Sağlıkta dönüşüm projesinin detayları hakkında bilgi veren Pala, “İhaleleri belli bir kesim alıyor. Her ihalede 3’lü konsorsiyum var. Bir inşaat şirketi, bir tıbbi malzeme şirketi ve bir de finans şirketi. Her ne hikmetse bunların da arkasından Dünya Bankası çıkıyor. Bu proje tamamen neo-liberal sağlık sisteminin uzantısı olarak karşımıza çıkıyor. Nüfusun önemli bir bölümü sağlık hizmetlerine erişemiyor. Bir de şirketleştirip, şehirlerin dışına alır, ulaşımı zorlaştırırsanız kaos olur.” şeklinde konuştu.

“BOMBA PATLAYACAK, BARİ ETKİSİ AZALSIN”

Sağlıkta dönüşümün gündeme getirildiği dönemden bu yana sıkıntıları anlatmaya çalıştıklarını ifade eden Pala, “Ama maalesef bir gelişme kaydedemedik. Bu sistem saatli bomba gibi. Mutlaka bir yerde patlayacak. Bana göre patlaması engellenemez, bari patladığında etkisini azaltabilmek için ne yapılması gerektiğine bakalım.” diye konuştu.

“SADECE BİR YATAK EKSİLECEK”

Büyük hastanelerin verimsiz hastaneler olduğuna dikkat çeken Pala, bu durumun dünyada da kabul gördüğünü söyledi. Pala sözlerini şöyle sürdürdü: “Bu yıl için ayrılmış olan kira bedeliyle 150 yataklı, tam teşekküllü 64 hastane yapılabiliyor. 2 milyar TL’ye alabileceğimiz bir ev varken, 25 yıl boyunca 23.4 milyar TL kira vermeye razı oluyoruz.

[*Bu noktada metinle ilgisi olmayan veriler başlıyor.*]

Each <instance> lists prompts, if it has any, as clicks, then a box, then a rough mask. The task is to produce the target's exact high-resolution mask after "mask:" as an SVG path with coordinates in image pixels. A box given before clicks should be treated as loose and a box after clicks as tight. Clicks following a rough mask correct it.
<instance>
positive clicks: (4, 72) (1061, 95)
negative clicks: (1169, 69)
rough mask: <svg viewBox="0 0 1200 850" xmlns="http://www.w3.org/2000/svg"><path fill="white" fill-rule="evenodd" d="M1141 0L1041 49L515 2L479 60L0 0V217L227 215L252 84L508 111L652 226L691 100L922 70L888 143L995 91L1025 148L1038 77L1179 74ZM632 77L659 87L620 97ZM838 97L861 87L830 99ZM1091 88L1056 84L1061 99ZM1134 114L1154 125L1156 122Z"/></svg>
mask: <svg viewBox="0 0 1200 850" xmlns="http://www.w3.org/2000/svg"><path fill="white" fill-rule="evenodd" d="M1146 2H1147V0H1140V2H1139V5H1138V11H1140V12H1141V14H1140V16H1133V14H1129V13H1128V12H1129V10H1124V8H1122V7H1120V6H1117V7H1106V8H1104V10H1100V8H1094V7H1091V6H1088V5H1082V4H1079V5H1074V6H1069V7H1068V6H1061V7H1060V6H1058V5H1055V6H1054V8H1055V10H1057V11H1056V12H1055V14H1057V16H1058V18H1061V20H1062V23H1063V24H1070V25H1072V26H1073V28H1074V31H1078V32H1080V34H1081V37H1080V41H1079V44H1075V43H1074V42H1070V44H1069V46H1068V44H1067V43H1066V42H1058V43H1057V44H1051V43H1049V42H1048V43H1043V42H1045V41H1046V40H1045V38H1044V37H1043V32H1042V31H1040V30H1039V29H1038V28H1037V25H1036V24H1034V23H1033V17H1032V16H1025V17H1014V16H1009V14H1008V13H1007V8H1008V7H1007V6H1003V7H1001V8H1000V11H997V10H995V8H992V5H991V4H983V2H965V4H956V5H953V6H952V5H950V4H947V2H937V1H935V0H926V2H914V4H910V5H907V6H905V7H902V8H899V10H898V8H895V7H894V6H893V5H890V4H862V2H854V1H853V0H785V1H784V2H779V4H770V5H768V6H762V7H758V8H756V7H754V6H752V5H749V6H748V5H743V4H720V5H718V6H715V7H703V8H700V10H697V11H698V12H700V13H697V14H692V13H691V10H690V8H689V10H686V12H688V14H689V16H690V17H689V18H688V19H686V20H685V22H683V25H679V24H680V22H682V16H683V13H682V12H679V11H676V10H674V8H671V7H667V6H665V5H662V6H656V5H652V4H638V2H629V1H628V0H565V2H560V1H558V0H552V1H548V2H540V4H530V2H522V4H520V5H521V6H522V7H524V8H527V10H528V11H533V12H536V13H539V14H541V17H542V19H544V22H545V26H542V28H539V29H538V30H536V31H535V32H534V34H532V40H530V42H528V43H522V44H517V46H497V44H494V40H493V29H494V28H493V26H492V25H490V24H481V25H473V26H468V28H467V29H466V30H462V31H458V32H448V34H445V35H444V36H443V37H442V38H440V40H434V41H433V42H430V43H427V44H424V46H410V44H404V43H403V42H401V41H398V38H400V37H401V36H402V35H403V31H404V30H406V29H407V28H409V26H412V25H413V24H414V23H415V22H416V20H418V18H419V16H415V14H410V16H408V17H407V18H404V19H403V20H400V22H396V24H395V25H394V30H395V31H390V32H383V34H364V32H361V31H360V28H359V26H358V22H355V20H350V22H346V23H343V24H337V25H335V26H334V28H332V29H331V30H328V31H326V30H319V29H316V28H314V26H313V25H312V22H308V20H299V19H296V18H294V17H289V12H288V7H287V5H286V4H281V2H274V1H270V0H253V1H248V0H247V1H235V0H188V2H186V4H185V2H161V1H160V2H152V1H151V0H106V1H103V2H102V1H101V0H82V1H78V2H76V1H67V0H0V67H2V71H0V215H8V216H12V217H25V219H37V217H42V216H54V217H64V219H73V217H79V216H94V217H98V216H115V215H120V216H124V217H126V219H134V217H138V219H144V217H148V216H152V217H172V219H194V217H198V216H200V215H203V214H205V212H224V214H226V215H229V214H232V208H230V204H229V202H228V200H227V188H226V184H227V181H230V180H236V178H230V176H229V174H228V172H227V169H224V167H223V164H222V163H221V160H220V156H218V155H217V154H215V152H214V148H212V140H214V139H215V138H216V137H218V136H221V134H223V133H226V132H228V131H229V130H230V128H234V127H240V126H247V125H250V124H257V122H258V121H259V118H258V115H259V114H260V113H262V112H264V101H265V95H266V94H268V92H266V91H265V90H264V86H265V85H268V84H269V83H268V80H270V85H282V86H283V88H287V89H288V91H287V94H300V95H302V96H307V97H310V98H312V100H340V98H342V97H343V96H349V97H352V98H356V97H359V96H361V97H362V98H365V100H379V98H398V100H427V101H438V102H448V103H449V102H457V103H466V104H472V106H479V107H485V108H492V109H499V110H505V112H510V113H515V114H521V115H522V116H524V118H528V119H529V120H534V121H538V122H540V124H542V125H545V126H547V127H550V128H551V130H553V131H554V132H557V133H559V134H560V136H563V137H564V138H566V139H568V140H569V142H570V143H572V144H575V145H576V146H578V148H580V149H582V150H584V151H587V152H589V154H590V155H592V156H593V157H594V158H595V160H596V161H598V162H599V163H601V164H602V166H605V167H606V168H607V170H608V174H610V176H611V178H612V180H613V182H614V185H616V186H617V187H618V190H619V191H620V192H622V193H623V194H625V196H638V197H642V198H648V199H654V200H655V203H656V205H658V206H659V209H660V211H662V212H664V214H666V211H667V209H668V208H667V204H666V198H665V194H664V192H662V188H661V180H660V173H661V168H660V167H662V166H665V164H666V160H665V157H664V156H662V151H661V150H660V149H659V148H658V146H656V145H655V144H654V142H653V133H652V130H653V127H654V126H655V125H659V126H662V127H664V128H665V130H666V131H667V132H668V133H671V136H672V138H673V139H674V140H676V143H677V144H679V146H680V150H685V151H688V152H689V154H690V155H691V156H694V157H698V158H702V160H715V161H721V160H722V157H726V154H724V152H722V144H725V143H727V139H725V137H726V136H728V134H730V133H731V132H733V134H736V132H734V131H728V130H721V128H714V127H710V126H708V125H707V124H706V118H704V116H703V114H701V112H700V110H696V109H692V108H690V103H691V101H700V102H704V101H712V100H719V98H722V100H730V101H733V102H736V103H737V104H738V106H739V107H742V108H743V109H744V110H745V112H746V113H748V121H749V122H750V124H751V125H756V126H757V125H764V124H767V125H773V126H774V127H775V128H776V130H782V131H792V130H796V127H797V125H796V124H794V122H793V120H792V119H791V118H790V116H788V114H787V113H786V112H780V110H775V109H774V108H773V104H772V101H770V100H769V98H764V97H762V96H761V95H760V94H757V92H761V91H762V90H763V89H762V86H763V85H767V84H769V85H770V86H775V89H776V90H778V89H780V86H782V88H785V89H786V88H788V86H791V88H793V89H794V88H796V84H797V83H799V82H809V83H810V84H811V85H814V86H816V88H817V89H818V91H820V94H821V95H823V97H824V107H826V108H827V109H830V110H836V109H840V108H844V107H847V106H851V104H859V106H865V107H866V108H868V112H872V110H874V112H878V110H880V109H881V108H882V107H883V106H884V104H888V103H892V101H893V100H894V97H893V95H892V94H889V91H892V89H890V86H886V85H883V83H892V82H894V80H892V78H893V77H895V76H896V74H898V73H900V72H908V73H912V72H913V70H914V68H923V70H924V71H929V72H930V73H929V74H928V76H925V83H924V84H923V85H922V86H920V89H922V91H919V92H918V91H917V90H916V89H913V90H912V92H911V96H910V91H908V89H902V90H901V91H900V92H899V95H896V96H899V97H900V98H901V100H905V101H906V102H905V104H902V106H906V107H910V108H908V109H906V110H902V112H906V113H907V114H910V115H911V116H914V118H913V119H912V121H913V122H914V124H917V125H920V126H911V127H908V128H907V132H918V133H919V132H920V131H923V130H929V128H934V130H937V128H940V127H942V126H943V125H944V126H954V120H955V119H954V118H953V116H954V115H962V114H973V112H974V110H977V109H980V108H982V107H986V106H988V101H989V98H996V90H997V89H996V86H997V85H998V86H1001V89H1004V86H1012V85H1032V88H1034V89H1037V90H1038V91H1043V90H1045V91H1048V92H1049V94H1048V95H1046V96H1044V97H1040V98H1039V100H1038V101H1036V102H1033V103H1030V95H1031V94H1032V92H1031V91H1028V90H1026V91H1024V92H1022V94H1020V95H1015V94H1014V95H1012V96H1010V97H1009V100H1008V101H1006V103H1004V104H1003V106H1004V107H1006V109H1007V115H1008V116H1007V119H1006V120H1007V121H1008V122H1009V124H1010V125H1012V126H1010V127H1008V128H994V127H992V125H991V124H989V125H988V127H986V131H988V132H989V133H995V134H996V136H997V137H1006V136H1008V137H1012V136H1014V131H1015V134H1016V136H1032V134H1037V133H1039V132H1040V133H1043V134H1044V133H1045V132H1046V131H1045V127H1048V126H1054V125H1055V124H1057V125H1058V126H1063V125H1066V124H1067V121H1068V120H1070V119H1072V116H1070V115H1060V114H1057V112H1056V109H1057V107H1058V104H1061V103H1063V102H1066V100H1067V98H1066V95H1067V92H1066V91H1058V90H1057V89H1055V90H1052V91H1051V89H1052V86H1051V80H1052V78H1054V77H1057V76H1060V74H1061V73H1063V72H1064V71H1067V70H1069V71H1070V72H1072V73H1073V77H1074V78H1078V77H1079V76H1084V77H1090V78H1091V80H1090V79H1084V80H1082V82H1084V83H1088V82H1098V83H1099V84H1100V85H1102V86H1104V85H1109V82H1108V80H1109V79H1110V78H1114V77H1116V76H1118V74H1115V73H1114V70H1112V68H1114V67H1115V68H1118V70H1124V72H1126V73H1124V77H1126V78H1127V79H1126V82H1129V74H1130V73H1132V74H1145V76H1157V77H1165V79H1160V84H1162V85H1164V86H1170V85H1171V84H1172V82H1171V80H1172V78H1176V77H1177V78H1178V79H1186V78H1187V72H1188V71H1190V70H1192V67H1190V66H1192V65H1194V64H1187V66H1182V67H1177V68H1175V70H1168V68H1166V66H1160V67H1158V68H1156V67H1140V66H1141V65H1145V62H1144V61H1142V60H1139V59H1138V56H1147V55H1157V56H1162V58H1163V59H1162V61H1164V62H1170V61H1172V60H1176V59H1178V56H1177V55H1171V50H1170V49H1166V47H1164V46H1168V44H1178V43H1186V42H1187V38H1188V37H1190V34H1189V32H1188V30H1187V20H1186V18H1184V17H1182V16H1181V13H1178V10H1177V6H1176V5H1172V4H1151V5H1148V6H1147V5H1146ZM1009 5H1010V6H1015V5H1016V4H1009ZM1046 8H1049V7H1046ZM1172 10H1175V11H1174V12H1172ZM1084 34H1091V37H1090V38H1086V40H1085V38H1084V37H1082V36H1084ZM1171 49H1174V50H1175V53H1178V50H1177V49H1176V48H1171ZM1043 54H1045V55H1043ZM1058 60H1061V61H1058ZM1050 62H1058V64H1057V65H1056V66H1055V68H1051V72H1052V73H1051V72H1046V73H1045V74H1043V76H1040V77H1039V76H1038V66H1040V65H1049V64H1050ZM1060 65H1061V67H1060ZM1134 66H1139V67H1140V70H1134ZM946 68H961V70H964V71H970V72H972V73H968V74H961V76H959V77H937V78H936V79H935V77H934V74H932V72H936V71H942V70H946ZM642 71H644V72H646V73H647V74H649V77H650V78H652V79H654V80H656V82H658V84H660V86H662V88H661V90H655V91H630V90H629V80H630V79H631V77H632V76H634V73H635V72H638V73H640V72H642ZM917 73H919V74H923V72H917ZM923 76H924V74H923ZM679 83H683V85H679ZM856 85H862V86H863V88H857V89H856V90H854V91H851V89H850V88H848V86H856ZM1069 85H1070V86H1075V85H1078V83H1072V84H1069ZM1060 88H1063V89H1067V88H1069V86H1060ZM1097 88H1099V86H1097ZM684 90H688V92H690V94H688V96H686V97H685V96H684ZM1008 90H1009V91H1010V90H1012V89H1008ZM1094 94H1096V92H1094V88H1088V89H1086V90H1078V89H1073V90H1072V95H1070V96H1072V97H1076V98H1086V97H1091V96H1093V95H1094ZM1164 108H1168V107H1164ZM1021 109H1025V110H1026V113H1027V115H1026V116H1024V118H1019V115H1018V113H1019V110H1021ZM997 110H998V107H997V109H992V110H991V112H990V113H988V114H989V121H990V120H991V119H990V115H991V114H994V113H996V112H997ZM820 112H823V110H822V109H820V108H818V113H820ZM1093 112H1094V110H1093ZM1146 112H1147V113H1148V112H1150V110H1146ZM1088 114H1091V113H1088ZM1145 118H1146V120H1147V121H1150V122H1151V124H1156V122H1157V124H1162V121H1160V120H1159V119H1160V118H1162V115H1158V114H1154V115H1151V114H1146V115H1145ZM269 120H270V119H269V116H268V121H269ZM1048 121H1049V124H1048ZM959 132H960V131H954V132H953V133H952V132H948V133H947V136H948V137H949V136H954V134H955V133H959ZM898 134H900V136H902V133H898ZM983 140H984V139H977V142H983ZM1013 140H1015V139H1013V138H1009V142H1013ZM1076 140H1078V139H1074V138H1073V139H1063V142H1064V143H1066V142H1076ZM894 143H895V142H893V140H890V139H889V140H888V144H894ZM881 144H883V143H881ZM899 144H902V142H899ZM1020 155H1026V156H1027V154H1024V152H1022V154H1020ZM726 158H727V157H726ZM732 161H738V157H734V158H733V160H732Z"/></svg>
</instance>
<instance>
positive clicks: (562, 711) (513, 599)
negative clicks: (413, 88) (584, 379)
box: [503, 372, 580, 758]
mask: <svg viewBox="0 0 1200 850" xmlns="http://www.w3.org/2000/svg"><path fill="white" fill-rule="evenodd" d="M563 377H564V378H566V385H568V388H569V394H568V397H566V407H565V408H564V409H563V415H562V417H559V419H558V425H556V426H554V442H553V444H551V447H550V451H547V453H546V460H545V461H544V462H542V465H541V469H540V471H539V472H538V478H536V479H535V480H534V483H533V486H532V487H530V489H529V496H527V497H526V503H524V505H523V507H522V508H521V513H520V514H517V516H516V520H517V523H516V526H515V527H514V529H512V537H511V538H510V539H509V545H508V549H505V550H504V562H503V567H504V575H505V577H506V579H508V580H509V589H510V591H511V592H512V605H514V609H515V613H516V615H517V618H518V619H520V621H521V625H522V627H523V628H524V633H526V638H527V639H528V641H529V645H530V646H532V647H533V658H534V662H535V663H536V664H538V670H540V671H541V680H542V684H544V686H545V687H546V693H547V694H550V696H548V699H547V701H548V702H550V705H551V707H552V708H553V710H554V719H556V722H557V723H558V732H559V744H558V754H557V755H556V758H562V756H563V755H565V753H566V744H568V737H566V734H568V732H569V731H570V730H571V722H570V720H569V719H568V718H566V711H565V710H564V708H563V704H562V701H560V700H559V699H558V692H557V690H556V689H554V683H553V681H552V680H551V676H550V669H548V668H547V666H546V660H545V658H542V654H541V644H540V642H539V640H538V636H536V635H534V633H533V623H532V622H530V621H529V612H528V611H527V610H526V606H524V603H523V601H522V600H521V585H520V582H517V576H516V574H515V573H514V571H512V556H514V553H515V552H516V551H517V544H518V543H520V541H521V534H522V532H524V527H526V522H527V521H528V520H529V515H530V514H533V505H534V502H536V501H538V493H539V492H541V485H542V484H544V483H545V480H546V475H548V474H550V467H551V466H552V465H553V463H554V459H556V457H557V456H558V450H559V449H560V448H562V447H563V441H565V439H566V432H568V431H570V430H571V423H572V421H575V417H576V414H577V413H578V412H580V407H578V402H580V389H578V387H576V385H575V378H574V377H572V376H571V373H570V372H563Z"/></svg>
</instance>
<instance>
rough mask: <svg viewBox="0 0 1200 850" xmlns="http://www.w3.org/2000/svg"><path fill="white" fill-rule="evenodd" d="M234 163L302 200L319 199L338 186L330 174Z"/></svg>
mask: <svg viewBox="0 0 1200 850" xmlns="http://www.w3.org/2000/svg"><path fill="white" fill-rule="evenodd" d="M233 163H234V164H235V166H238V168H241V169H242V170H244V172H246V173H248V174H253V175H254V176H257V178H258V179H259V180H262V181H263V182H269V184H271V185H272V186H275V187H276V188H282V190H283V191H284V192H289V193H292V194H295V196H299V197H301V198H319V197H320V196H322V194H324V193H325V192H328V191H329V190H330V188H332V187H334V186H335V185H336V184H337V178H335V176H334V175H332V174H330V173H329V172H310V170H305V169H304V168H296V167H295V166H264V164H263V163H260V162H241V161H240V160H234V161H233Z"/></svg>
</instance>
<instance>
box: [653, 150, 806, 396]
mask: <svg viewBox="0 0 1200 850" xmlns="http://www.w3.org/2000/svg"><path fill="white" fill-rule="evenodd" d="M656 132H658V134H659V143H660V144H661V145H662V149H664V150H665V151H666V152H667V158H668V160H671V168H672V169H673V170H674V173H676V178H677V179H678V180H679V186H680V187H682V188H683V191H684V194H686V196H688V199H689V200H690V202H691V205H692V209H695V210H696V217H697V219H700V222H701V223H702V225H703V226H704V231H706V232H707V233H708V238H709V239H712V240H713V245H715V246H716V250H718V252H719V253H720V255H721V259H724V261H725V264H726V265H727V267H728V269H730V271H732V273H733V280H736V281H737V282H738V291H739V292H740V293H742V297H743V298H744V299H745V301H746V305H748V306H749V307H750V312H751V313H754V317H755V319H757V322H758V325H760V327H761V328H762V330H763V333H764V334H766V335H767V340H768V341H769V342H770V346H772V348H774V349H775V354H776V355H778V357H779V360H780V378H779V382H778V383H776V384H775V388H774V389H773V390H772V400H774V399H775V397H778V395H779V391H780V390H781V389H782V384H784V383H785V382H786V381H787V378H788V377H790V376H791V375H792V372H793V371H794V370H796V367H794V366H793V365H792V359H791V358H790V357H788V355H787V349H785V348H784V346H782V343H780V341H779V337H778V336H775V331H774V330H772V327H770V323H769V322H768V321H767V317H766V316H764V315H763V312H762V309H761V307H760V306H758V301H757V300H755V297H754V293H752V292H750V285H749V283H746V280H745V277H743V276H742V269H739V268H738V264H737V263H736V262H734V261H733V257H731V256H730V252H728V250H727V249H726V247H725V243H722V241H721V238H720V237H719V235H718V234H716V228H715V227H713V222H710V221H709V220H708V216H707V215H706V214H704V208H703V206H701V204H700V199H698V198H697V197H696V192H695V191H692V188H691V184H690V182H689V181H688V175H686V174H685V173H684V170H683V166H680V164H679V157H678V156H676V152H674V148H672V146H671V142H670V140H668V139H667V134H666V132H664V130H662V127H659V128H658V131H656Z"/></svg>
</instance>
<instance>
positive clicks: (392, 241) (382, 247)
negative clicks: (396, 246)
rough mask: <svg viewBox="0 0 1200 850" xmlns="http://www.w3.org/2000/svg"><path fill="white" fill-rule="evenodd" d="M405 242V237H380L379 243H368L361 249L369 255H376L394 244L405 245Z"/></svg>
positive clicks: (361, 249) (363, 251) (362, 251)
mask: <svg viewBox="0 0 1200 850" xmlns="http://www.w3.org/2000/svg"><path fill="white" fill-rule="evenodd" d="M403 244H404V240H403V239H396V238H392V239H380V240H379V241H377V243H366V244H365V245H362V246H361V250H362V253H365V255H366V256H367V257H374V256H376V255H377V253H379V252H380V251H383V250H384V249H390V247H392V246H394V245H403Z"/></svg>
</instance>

Manisa’da şehir hastanesinin faaliyete girmesi durumunda sadece bir yatak eksilecek. 10 bin kişiye 26 yatak düşerken, hastane sonrasında 25 yatak düşmeye başlayacak.”

Kürsüye son olarak davet edilen CHP’li Tur Yıldız Biçer, 5 yıldızlı hastanenin bir yıldızını devletin, geri kalan dört yıldızını ise vatandaşın kendi cebinden ödeyeceğini dile getirdi.

CHP’li Biçer şöyle devam etti: “Hastanenin bir yıllık kirası 46 milyon TL. Ama hastanenin yapım tutarı 122 milyon TL. Yani 2.5 yıllık kira bedeliyle hastane yapılabiliyor. O halde neden özel sektöre yaptırılıyor? Bu sistem iflas etmeye aday. Ondan sonrasında bu yaralar nasıl kapanır ona bakmak gerekiyor. İktidar değişse bile bu sistemin etkileri sürecek çünkü sözleşmeler 25 yıllık.”

Konuşmaların ardından panel soru cevap şeklinde devam etti.